We have surveyed the growing body of literature dealing with arrival processes to stochastic queueing systems that arise from strategic timing decisions of customers. The focus was on the theoretical foundations of such models. In particular, we have discussed the construction of appropriate mathematical models and the resulting properties of their solution concepts such as Nash equilibrium and social welfare optimization. The motivation for the study of such models comes from many daily activities that involve congested systems. However, this research stream has so far devoted limited attention to the empirical study of real systems. Experimental laboratory studies have examined the decision making of uncoordinated customers in congested service systems and have found that the ?/M/1 model predicts the aggregate empirical distribution pretty well in certain cases, but there is still a disparity for some system settings. It would also be interesting to explore whether arrival data from actual service systems (i.e., not laboratory experiments) can be fitted with the ?/M/1 model. Suppose for example that data is collected daily on the arrival process to a system that has certain opening hours. The mean population size can be easily estimated by taking the average daily total number of arrivals. The next step is to estimate the cost parameters of customers, for example, waiting cost \(\alpha \) and tardiness cost \(\beta \), as in Example 3. This can be achieved by evaluating the empirical arrival rate at different times of the day and selecting as estimators the \(\alpha \) and \(\beta \) that minimize some loss function with respect to the distance between the equilibrium prediction of the arrival rate and the empirical observations. Of course, there is also a model selection problem here and for specific applications different models will have a better fit than others. Developing statistical methodology seems like a natural research direction that complements the economic analysis that has been reviewed here.

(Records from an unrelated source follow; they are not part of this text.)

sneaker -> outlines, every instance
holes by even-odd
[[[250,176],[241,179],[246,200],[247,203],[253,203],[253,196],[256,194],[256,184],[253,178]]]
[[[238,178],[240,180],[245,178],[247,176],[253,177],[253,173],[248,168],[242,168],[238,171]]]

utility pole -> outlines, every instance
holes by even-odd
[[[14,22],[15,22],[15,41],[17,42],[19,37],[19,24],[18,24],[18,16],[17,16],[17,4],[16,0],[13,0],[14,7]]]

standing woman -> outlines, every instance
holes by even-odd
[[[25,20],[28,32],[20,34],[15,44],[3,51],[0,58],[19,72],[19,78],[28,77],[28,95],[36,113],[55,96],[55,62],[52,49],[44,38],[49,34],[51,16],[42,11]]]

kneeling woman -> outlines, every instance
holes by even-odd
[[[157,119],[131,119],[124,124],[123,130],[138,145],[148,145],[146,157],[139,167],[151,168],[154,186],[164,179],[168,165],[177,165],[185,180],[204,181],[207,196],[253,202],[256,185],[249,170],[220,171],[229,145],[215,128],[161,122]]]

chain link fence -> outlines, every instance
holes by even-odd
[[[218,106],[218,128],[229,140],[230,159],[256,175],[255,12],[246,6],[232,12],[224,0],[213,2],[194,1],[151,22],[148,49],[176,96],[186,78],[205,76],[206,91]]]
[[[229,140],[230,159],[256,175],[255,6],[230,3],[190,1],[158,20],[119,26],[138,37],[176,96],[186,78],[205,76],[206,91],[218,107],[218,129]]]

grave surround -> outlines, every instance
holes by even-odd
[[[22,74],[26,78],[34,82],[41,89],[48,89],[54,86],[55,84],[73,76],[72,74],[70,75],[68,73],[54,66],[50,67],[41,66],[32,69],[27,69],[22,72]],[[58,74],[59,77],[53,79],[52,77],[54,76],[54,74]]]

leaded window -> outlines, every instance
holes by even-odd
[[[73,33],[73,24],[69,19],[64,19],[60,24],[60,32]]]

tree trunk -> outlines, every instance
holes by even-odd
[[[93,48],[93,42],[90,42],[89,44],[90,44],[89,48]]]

There are certainly still many open questions in the theoretical analysis of when-to-arrive games. This is especially true for more complex systems with various service regimes, heterogeneous customers or networks of queues. As we have seen, the direct analysis of the stochastic system is very challenging and new methods are called for in order to make progress in this direction. Furthermore, much insight has been gained by using fluid approximations; however, in many cases the prediction of fluid models seems unsatisfactory. For example, in the multiclass concert queueing game of [35] customers arrive at uniform rates on disjoint intervals but this type of behavior is not plausible for many systems. As is detailed in Sect. 5.2, extending this fluid model to allow for nonlinear cost functions, random population size and network structure yields equilibrium solutions with a more elaborate structure. Still a gap remains in the equilibrium analysis of small-scale multiclass systems with atomic customers. One approach that has potential to provide insight on the more elaborate stochastic systems is the dynamic learning model of [57] discussed in Sect. 3.5. In terms of computation, one only needs to be able to simulate the dynamics of the system in order to compute the equilibrium approximation. However, there are no theoretical guarantees yet that the learning dynamics converge to an empirical distribution that is indeed a good approximation of the equilibrium solution. Developing a rigorous framework for the learning dynamics, including asymptotic analysis and error bounds on the approximation, would be very useful. This may be lead to a powerful tool for approximating the equilibria in complex systems that are otherwise intractable.